Dr. Cambridge goes to Washington


Being tapped to serve as director of the Forum on Assessment, which is part of the American Association for Higher Education (AAHE) is an honor. It's also an honor to be named four-year chairman of a $1.5 million project for the Pew Charitable Trust. Both of them require a stay in Washington, D.C., which is fortunate for Barbara Cambridge, because she won't have to try to be in two places at the same time.

Cambridge, associate dean of the faculties for undergraduate education at IUPUI, has the double honor of being named to both leadership roles in those prestigious organizations. She will spend two years in Washington as director of the Forum on Assessment and at the same time lead the project for the Pew Charitable Trust. The latter won't take her far afield from her career in higher education; it focuses on the integrity of the baccalaureate degree. Cambridge will finish the final two years of the Pew project back at IUPUI.

As for the AAHE, "it's one of the top two professional organizations in the country in terms of higher education issues," Cambridge said. "The Pew project will help shape 21st century thinking on higher education's mission. We will select six colleges or universities from across the U.S. to study how students progress toward baccalaureate degrees and how higher education can find ways to improve that progress."

Even for a four-year project, "it's a big agenda," Cambridge said. "But it's vital that we do so."

Cambridge was chosen by the AAHE and the Pew Trust because they needed someone who had been involved in assessment issues at the campus level, "someone with hands-on experience," she explained. "I've worked in assessment on the national scene, from the practical as well as the theoretical side of assessing student learning."

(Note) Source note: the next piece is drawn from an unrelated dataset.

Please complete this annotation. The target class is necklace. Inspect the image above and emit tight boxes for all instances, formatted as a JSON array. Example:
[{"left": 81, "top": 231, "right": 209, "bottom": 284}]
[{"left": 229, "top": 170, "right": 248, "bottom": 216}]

The practical side is crucial due to the public's growing demand for accountability. As budgets tighten, she said, there is growing public and governmental insistence that higher education produce well-educated students. "Proving" that students are learning requires colleges and universities to find ways that adequately measure student performance in the classroom.

It also signals the shift from greater emphasis on research and teaching, as institutions of higher learning focus on how students learn and how to prepare them for a lifetime of applying what they've learned at college.

"Students have become the central mission," Cambridge said. "Not that teaching and research aren't vitally important, but they must support student learning."